Ki Lurah Semar bagaikan air tenang yang menghanyutkan. Di balik ketenangan sikapnya, tersimpan kejeniusan, ketajaman batin, kekayaan pengalaman hidup, dan ilmu pengetahuan.
Semar digambarkan sebagai sosok yang berwatak rembulan, wajahnya yang pucat diekspresikan sebagai seseorang yang tidak mengumbar hawa nafsu. Dia disebut juga sebagai semareka den prayitna semare, yang artinya menidurkan diri.
Maksudnya, dia menidurkan diri agar batinnya selalu awas. Maka yang ditidurkan adalah panca inderanya dari gejolak api dan nafsu negatif. Dan yang paling penting, segala tindak-tanduk Semar selalu memohon restu dari Hyang Widhi (Allah SWT). Artinya, sosok semar adalah sosok yang berpasrah kepada Illahi, yang mana hal itu dikenal sebagai keimanan dan ketakwaan.
Dalam kepemimpinan dan politik, filsafat Semar tentang pemimpin sejati adalah paradoks. Bagi Semar, pemimpin itu adalah majikan sekaligus pelayan, kaya tetapi tidak terikat dengan kekayaannya. Tegas dalam keadilan untuk memutuskan mana yang benar dan mana yang salah.

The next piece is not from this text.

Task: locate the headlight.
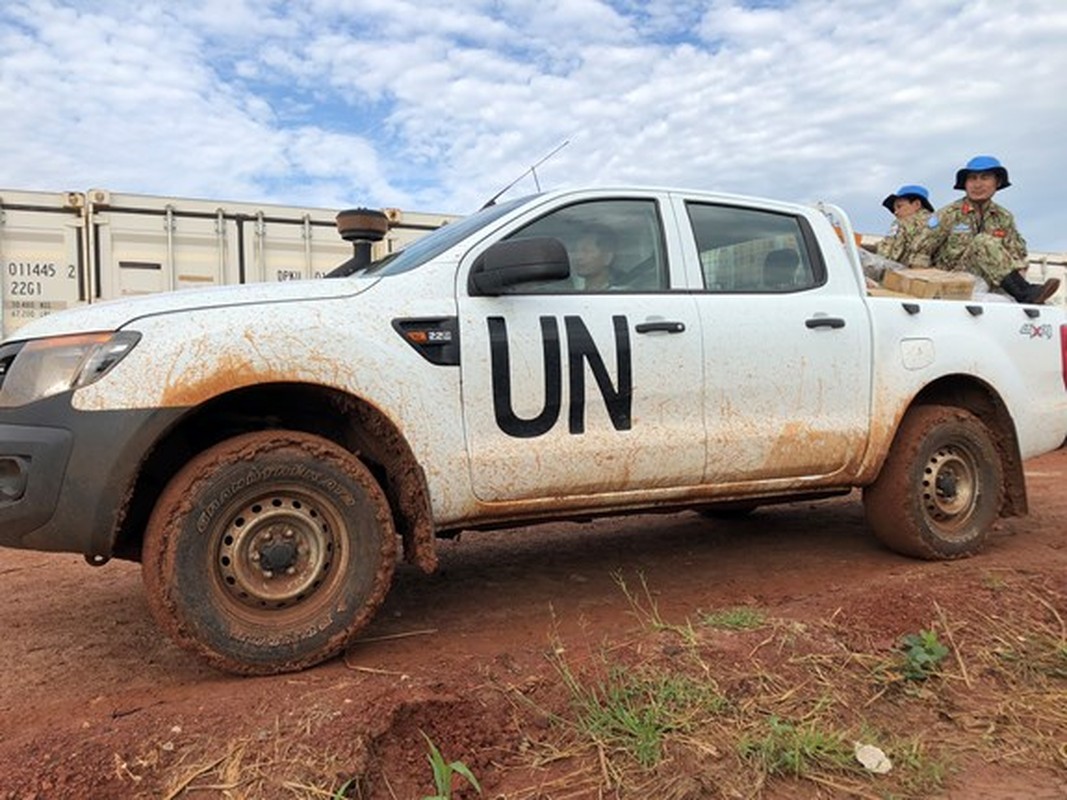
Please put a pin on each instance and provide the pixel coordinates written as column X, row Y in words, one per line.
column 36, row 369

Sehingga Semar, yang merupakan manusia setengah dewa, itu selalu menjadi pelayan atau pembantu para ksatria. Terutama pembantu Arjuna yang tampan namun kerap kali membuat ‘onar’. Semar dalam psikologi disebut sebagai sebuah filsafat, baik etik maupun politik.
Semar bagaikan watchdog para ksatria dan pemimpin. Kehadirannya disegani, dibutuhkan, dan didengar. Konsep amar makruf nahi munkar dalam diri Semar tak lepas dari modifikasi dakwah yang digelorakan Sunan Kalijaga dalam dunia seni wayang.
Sehingga tak heran, bagi penggemar Wayang seperti Ustadzah Saanih, ia kerap memasukkan nama Semar sebagai idola pertama dalam kesenian tersebut yang disukainya. Yang paling penting baginya, tokoh Semar ini meski hidupnya lurus-lurus saja, namun ia bersikap luwes dan kerap guyon. Kehadirannya dapat memecah tawa penonton, sekaligus mengingatkan tentang nilai kebaikan.